I cobbled together a new bookshelf. A librarian can never have too many bookshelves, just like woodworker can never have too many clamps, right? Or perhaps, as Roger Deakin once wrote, “Books are like seeds: they come to life when you read them, and grow spines and leaves. I need trees around me as I need books around me, so building bookshelves is something like planting trees.”
It was an enjoyable project. I made it from scraps leftover from the bed I made for my son this past winter. Sheltering in place added to the challenge because I had to make do with what I had at home or borrow from neighbors. No fancy joinery though – just screws and dowel plugs to make it look pretty. I guessed with the design along the way – not recommended! But I lucked out and have a sturdy bookcase that matches the design of my son’s bed. Another gift that he can take with him someday, along with all the books that I plan to add to these shelves.
Making dandelion wine. It’s not my favorite country wine, but it’s an annual process that I enjoy. Finding a good patch and picking the flowers. Making the wine with the kitchen windows open and the warm/cool breeze blowing in. Looking at the trees budding and the garden plants punching their way towards the blues skies.
And, of course, drinking it much later and remembering this spring day when like these flowers, I was soaking in that spring sun and grateful for its warmth. Dandelion wine is bittersweet. A little like life.
Getting a little wabi-sabi with a wagatabon. This is not the correct method to make one, but I wanted to play. Carving a dried hickory board.
Recently, I traded some spoons for cups from Walter Reese. I just got two cups in the mail from him and love them. Perfect for summer bourbon sippin’. In addition to carving beautiful cups, he works the front line and helps his community as an ER RN. Thanks again, Walter!

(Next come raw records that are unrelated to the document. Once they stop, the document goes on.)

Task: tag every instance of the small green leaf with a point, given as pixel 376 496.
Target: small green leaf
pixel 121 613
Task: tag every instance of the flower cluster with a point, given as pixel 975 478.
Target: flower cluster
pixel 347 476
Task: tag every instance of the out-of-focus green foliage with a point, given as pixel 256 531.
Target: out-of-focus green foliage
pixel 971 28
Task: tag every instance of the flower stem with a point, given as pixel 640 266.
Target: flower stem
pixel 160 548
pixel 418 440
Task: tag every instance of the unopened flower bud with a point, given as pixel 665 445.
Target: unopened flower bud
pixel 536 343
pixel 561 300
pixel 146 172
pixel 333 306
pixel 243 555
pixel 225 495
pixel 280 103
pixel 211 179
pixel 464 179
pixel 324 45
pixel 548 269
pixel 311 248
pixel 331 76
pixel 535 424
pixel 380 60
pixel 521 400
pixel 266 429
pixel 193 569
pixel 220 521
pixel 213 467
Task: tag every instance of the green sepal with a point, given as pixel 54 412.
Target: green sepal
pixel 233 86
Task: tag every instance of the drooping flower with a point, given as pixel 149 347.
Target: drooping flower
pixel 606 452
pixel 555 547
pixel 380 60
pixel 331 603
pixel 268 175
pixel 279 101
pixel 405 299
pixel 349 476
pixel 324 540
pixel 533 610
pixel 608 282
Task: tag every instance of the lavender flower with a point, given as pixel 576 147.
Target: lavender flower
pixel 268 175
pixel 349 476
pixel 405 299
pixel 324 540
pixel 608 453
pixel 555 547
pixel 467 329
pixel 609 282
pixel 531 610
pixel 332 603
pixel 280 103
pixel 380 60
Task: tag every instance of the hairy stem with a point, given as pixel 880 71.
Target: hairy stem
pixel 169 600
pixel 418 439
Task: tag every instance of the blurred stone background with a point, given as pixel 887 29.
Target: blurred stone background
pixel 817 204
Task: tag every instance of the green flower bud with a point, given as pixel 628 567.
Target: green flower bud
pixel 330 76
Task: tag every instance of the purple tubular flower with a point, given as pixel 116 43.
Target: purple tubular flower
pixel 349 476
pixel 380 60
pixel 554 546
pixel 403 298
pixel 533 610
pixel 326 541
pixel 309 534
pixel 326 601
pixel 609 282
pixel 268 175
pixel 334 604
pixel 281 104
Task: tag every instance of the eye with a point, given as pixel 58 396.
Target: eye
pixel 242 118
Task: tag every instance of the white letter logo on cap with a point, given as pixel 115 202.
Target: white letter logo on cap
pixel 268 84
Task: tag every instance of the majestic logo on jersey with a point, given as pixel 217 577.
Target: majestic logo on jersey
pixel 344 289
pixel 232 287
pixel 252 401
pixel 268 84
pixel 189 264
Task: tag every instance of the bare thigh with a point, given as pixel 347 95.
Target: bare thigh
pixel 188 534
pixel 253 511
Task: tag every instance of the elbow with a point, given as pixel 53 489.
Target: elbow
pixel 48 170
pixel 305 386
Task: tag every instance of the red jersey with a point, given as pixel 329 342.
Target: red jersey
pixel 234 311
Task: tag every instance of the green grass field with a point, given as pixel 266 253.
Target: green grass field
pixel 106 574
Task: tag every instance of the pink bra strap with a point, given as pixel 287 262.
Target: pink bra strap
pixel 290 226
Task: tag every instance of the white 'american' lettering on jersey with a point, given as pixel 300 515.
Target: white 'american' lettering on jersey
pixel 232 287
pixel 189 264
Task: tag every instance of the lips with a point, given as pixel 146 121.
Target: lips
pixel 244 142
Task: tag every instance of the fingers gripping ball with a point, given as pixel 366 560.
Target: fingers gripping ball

Lilac has recently become one of my favorite woods to carve. The smell of it is so intoxicating – the scent reminds me of an exotic spice from a far-off unknown place, and while strong, it’s not overwhelming. I like it.
I got this wood from a neighbor. He was pruning his lilac, and I asked if he had any bigger branches. He gave me a gnarly old dried out one. I was hesitant to take it. But I did because I was curious. I soaked it in a bucket of water out in the garden for a week to see if that might revive it a bit. It did! And it’s been a joy to carve. Just goes to show that you never know what might lie under the surface of things.
Just brewed my first batch of burdock and dandelion root beer. It tastes good too!